In LA-HF, there was a highly significant interaction between the factors condition and channel (F (21, 609) = 2.488, p < 0.001, η2 = 0.079). Post-hoc Fisher’s LSD test showed that this effect was due to the fact that five channels showed a difference between conditions (activation vs. control: see details in Table 3), with three temporal and parietal channels showing higher oxygenation in activation condition and two frontal channels showing higher oxygenation in the control condition (Figure 2(B)).

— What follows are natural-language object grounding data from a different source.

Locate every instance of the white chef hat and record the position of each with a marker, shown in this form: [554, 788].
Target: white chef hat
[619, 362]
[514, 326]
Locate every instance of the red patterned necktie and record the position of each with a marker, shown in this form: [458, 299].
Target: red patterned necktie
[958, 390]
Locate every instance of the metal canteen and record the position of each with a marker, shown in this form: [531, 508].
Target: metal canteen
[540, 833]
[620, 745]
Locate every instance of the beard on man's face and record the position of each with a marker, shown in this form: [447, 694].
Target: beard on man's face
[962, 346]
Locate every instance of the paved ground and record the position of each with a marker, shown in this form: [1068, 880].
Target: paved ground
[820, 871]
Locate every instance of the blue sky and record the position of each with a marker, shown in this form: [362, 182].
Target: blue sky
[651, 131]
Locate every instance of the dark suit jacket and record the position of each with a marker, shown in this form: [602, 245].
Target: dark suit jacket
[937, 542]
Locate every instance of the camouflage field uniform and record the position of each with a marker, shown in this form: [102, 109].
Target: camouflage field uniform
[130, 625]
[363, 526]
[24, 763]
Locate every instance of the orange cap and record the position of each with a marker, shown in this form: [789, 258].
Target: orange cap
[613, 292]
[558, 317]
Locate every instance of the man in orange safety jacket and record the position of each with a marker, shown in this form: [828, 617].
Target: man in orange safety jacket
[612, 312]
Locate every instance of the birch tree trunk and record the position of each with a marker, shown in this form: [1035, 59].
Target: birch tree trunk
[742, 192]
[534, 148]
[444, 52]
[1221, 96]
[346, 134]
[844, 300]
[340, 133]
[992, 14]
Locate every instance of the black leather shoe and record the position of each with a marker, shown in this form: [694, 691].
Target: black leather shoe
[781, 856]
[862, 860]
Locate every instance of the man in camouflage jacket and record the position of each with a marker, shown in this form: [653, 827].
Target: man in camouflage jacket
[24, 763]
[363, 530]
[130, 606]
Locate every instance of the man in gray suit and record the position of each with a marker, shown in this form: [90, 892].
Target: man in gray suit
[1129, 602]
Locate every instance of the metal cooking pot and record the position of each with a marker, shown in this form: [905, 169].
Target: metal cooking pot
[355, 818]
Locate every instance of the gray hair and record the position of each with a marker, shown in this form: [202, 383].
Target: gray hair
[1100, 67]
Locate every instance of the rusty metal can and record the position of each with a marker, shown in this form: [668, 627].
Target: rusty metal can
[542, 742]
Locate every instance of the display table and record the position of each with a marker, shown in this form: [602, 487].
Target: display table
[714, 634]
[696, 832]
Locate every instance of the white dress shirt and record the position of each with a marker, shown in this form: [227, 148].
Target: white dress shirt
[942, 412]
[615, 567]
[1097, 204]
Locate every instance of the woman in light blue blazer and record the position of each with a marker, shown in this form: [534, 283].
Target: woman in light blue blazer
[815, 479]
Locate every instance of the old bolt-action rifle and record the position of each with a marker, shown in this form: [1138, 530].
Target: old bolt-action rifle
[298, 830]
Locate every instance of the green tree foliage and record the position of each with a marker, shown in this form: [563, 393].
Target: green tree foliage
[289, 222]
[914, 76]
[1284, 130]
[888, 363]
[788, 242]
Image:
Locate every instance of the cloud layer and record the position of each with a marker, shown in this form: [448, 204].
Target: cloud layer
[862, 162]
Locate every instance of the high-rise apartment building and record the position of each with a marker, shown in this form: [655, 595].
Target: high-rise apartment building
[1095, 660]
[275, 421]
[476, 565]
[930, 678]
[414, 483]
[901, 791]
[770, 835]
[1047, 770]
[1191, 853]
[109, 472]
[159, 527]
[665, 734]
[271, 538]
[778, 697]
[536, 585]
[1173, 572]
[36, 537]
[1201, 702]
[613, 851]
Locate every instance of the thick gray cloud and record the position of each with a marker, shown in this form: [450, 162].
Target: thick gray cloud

In LA-LF, although the interaction between condition (activation vs. control) and channels failed to reach significance (F (21, 609) = 1.201, p = 0.243, η2 = 0.039), post-hoc tests revealed here that three channels showed significant differences between conditions (activation vs. control, see Table 3). These included one frontal and two temporo-parietal channels with higher oxygenation in activation than in control (see Figure 2(C)).
Table 3. Summary of the statistical differences (in the three language conditions in the two time windows). For the 10 channels exhibiting signal difference between the Activation and Control conditions (see Figure 2).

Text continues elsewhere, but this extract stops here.